Howe co-presented the session "How to Deliver Bad News and Build Trust at the Same Time" with Gary S. Jones, chief human resources officer for Grizzard Communications Group in Atlanta.

Words of Warning

To help people better receive bad news, Howe and Jones suggested beginning the conversation with a "caveat" such as "This is awkward," which serves as a warning that something is up—and it's not good.

You might use such a caution before informing an employee that he's not getting a raise, for example, or telling a senior leader she needs to step up and take action. "Even if a caveat is only two words—'heads up'—[it demonstrates that] you care enough to show the person something is coming," Howe said.

"Caveats can be your best friend as an HR professional," Jones agreed. Some helpful examples he and Howe shared include:

  • "There's no easy way to say this …" 
  • "You're not going to like what's coming …" 
  • "At the risk of embarrassing myself …" 
  • "I may be missing the mark …" 
  • "I don't know how you're going to react to this …"

The Problem with Conventional Wisdom

It may seem hard to believe that staying positive, or encouraging others to do so, would be a bad idea. After all, in business and in life, people have been taught to look for the silver linings and golden opportunities that come with every challenge.

But "the truth is, when we're delivering bad news, someone is losing something," Jones said. And when people experience a loss—whether it's the loss of a job or a telecommuting request—they need to grieve, he continued. "We shouldn't try to deny that grief or take it away."

One way to do that is to allow people to react. "Letting them grieve is a necessary step in letting them move through the grief and on to more-productive behavior," Jones said. He suggested using phrases such as "I know this is sad for you," "Go ahead and take a moment," and "When you're ready, we'll continue."

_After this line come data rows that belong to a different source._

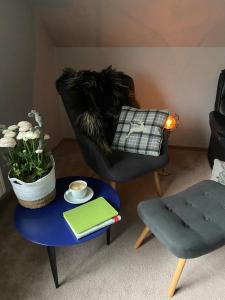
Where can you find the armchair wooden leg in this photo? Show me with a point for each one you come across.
(157, 183)
(176, 277)
(113, 184)
(142, 237)
(163, 172)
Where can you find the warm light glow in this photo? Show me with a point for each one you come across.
(171, 122)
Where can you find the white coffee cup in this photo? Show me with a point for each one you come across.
(78, 189)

Objectivity, too, isn't all it's cracked up to be when one is communicating bad news. No one wants to listen to logic the moment they learn they've been passed over for a promotion. "We do them a disservice by saying 'Be objective; your turn will come soon,' " Jones said.

Howe and Jones also encouraged attendees to offer resources that people can access when it's convenient for them to figure out a path forward.

How to Do It Right

Consider how you might deliver the same news to a friend—with empathy, compassion and perhaps a dash of tough love if the situation calls for it—and use that as a guide for handling the conversation with employees, Howe suggested.

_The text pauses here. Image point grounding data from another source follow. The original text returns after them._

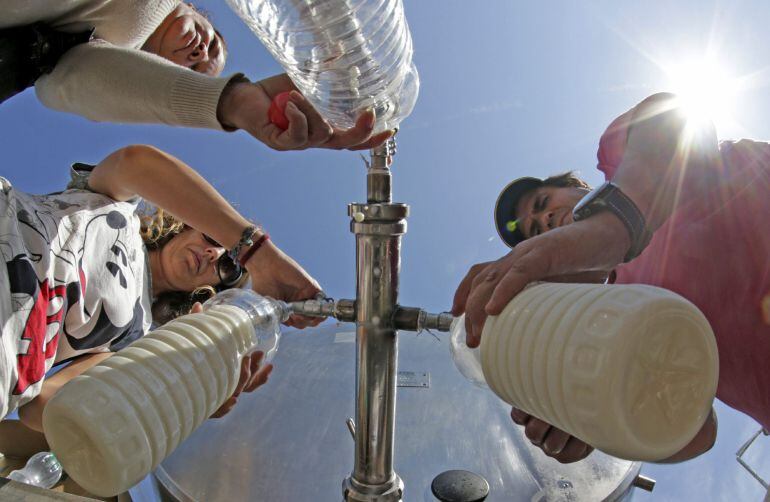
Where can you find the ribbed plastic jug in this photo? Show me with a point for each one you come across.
(112, 425)
(630, 369)
(343, 55)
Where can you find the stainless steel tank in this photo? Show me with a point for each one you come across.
(289, 440)
(367, 413)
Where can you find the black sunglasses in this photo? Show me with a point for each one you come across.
(229, 272)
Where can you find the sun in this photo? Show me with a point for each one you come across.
(706, 89)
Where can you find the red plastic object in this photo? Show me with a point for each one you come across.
(276, 111)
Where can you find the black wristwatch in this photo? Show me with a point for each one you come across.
(609, 197)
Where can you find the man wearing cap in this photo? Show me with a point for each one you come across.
(680, 211)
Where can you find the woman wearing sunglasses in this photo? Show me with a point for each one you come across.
(86, 271)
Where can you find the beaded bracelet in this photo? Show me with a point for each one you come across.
(253, 249)
(246, 241)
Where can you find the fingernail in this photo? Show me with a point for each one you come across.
(370, 118)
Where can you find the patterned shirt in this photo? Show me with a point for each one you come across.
(75, 280)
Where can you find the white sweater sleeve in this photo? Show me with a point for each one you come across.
(106, 83)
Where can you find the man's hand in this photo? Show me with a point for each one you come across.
(554, 442)
(251, 377)
(276, 275)
(245, 106)
(597, 243)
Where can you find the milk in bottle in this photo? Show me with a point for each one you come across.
(629, 369)
(112, 425)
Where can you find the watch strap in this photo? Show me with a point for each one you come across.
(610, 197)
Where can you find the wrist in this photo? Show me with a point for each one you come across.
(227, 108)
(261, 243)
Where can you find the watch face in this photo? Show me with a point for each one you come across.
(591, 203)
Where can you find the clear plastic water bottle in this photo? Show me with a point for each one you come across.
(42, 470)
(116, 422)
(343, 55)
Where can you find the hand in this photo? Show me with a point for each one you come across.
(252, 376)
(276, 275)
(245, 106)
(554, 442)
(597, 243)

Of course, maintaining trust while sharing bad news can be hard to pull off with anyone. "Trust is tricky," Howe said. "It's a word like love. It means so many things to different people." Here is advice from Howe and Jones on how to build trust:

Establish credibility. When you have credibility, employees believe what you say. It's the factor people most often rely on when trying to build trust with others. "Credibility is our go-to place," Howe said. But being credible is about more than just trying to be seen as an expert. "There's a hidden dimension of credibility that most of us forget about—and that's truthfulness," she said. "Be willing to say, 'I don't know' or 'I really screwed that up.' "

Establish reliability. Reliability is about action and whether others believe you'll do what you say you will. To bolster it, "be consistent across all stakeholders," Howe said. Of course, it is easier to share bad news with some people than it is with others. Nevertheless, endeavor to be consistent, she said.

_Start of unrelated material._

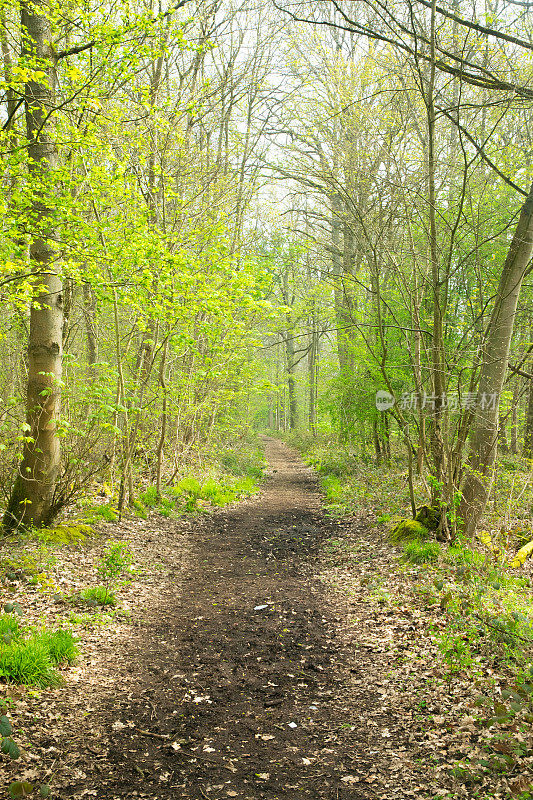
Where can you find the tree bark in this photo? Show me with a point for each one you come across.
(528, 434)
(32, 498)
(484, 433)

Establish intimacy. Admittedly, this is odd advice to give HR professionals, Howe joked, but in this context "intimacy equates to safety—to what extent are you able to build a rapport and create a sense of comfort?" Part of this involves allowing yourself to be vulnerable in front of others.

Reduce self-orientation. In other words, don't make this all about you. Delivering bad news is uncomfortable for almost everyone, so it's natural to want to avoid it. Don't. People often need to hear it so they can learn and grow.

When done right, "it might occur to you in that moment that, for the person who is receiving the bad news, you have given them an incredible gift," Jones said.

Christina Folz is the editor of HR Magazine.